La virtuosa soprano napolitana Anna Pirozzi demostró su gran dominio de registros como Leonora -aunque en alguna escena se la vio algo fría en lo dramático, carente de suficiente pasión-, mientras que el tenor norteamericano Brain Jagde, en el exigente papel de su amado Don Álvaro, fue ganando fuerza hasta despuntar a partir del tercer acto, sumando a su poderío y belleza vocal una destacada expresividad. La pareja de infortunados enamorados fueron los más aplaudidos de la velada, pero también destacaron el enérgico Don Carlo del barítono Artur Rucinski; John Relyea, como un Padre Guardiano de cavernosa sonoridad; un Pietro Spagonli con una apreciable comicidad en el papel del barítono bufo Fra Melitone y la gitana Preziosilla de una entregada Caterina Piva que aportó mucha frescura al personaje.
Gran reparto y gran trabajo del participativo coro para una ópera brillante en lo musical, pero más cuestionada en el libreto, inspirado en la obra ‘Don Álvaro o la fuerza del sino’, del Duque de Rivas, con algunas incongruencias en la historia, que salta de Sevilla a Italia (donde se alían soldados españoles e italianos contra los alemanes), arrastrando a los personajes. Una trama de amor y venganza, impregnada de religión, que viste de fatalidad las vidas de los protagonistas.
Verdi endulzó el final en una revisión de 1869, salvando al héroe romántico -ya había suficientes cadáveres en la tragedia-, y añadió una magnífica obertura, con el clarinete de estrella, que aquí se inserta tras el primer acto. El encargo de la ópera por el Teatro Imperial de San Petersburgo pilló al compositor ejerciendo, a regañadientes y de alguna forma forzado, de diputado en el primer parlamento italiano, en 1861. Como aparece en la función, por aquellos años se había extendido el eslogan VIVA VERDI como acrónimo de ‘Viva Vittorio Emanuele Re d’Italia’, quien era rey de Piamonte antes del ‘Risorgimento’ (o reunificación), al que contribuyó Verdi con sus óperas, convertidas en banderas de identidad del proceso de unificación italiana.
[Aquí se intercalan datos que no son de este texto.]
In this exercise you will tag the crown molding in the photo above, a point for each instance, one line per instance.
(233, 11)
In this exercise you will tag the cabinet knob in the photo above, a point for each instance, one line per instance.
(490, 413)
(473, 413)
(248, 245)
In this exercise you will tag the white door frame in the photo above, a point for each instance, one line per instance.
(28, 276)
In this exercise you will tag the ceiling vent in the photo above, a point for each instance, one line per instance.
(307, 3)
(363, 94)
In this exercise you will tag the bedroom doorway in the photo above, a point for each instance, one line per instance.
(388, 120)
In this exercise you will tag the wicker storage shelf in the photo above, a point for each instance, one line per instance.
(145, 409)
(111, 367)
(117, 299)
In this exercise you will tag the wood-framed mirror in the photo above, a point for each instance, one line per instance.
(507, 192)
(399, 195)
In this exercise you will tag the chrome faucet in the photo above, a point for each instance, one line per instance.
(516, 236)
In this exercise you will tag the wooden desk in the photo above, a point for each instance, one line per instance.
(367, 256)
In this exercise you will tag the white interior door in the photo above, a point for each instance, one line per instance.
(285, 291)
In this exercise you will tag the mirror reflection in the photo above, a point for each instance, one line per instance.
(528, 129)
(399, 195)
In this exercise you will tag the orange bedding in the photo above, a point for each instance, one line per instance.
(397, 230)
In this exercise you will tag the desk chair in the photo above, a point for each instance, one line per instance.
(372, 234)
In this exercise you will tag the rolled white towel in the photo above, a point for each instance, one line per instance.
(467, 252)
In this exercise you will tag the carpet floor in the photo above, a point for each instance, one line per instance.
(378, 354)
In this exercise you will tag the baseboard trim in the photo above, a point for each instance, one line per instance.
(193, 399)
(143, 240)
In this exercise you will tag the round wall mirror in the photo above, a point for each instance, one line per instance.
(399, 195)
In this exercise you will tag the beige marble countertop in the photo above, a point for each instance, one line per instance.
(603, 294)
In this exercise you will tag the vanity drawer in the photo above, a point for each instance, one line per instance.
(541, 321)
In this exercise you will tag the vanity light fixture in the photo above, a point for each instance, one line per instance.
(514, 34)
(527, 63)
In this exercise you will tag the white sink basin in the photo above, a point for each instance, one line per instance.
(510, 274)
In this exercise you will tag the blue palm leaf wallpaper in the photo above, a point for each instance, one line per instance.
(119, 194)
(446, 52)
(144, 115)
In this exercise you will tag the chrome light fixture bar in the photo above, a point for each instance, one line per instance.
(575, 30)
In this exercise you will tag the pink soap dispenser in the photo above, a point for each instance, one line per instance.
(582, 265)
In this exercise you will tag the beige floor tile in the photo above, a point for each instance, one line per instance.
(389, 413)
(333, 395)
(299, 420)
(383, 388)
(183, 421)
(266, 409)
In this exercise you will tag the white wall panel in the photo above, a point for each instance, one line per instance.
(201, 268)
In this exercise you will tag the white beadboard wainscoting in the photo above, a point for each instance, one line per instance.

El destino no ha tratado bien a este título que se ha llegado a tratar de ‘La innombrable’ por el mal fario que lo ha acompañado. Fallecieron el libretista de Verdi, Francesco Maria Piave, y el barítono estadounidense Leonard Warren -este en plena representación en 1960, cayendo desplomado tras cantar el aria ‘Urna fatale’-, entre otros incidentes. Su halo maldito hizo que Luciano Pavarotti evitara cantarla y algunos coliseos le cerraron las puertas. Por suerte, el Liceu, ajeno a las supersticiones, lo ha vuelto a programar concediéndole el destino que se merece.